Teknoloji sektöründe çalışan bir yazılım mühendisi, her insanın ne kadar özel yaratıldığını şöyle ifade ediyor: “Bizim, işimiz gereği hiçbiri birbirine benzemeyen dokuz haneli rakamlar üretmemiz gerekiyordu ki, insanlara vergi numarası, sosyal güvenlik numarası verebilelim. Amerika’da 330 milyon insan var ve herkesin vergi numarası, sosyal güvenlik numarası birbirine benzememesi lazım. Bir de vefat etmiş geçmişteki insanların numaraları var. Şimdi ben yeni ve farklı rakamları oluştururken elimde geçmişten bu güne kadar herkesin numarasının olduğu bir veri tabanım olmalı. Öyle bir bilgiye sahip olmalıyım ki, veri tabanımdaki geçmiş ve şimdiki tüm rakamları görebileyim, farklı ve hiç birine benzemeyeni üretebileyim. Bundan ne çıkardım? Yeryüzünde bu güne kadar daha hiç iki insanın parmak izinin birbirinin aynı olduğuna rastlanmamıştır. Öyleyse, gelmiş geçmiş, gelecek her insanın veri tabanını gören, her insanı farklı, benzersiz yapan bir Allah var. Bu veri tabanı da Levh-i Mahfuz olabilir mi? Benim teknoloji öğrenmem Allah’a olan inancımı artırdı.”

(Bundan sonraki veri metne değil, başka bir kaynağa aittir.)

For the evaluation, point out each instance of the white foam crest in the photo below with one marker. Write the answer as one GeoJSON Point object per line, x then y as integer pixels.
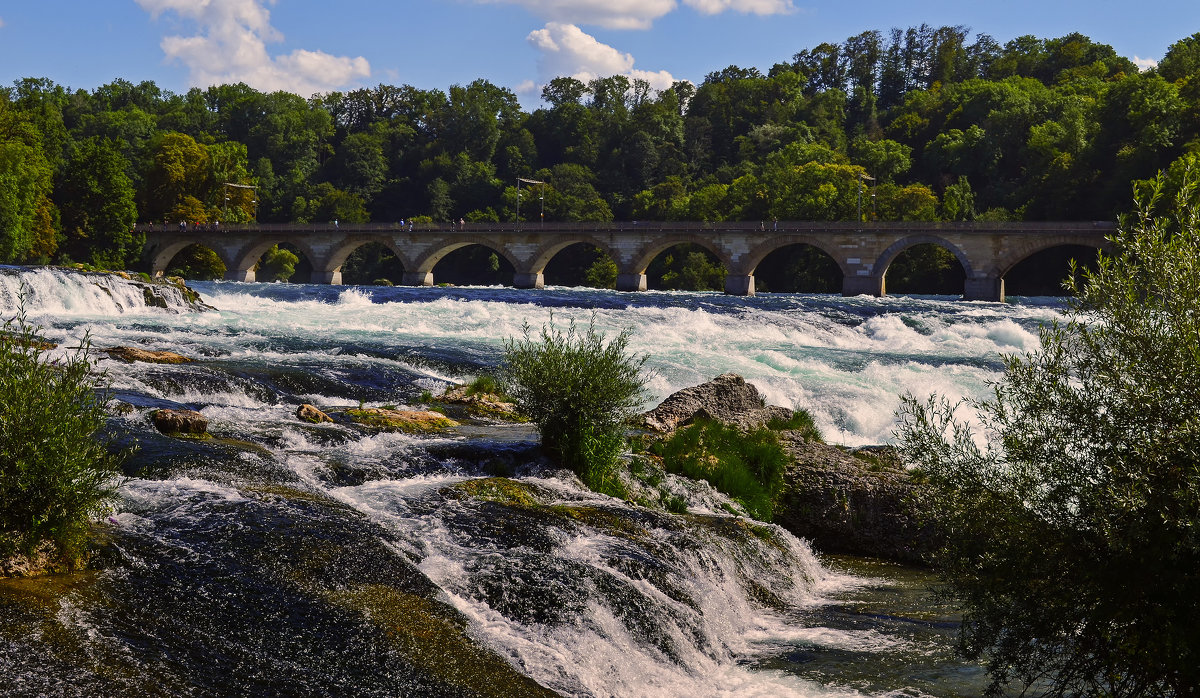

Her ilim, her fen bunun gibi Allah’ın kanunlarını anlatıyor ve O’ndan bahsediyor. Her insanda ise bu sırları okuyacak ve keşfedecek potansiyel vardır. İnsana kendi varlığını, ne için yaşadığını, ona verilen kıymeti anlaması için sayısız imkânlar verilmiştir. Dünya üzerinde pek çok insanın tüm bunları sıradan görerek ölüp gitmesi ne acıdır. Bu yüzden, henüz dünyadayken ölmeden önce her gün ders çalışmak gerekir. Allah sonsuz olduğu için, O’nu tanıyacağımız ilimler de sonsuzdur. Bunun için bu çalışma ve okumalar ecel gelene kadar sürekli devam etmelidir.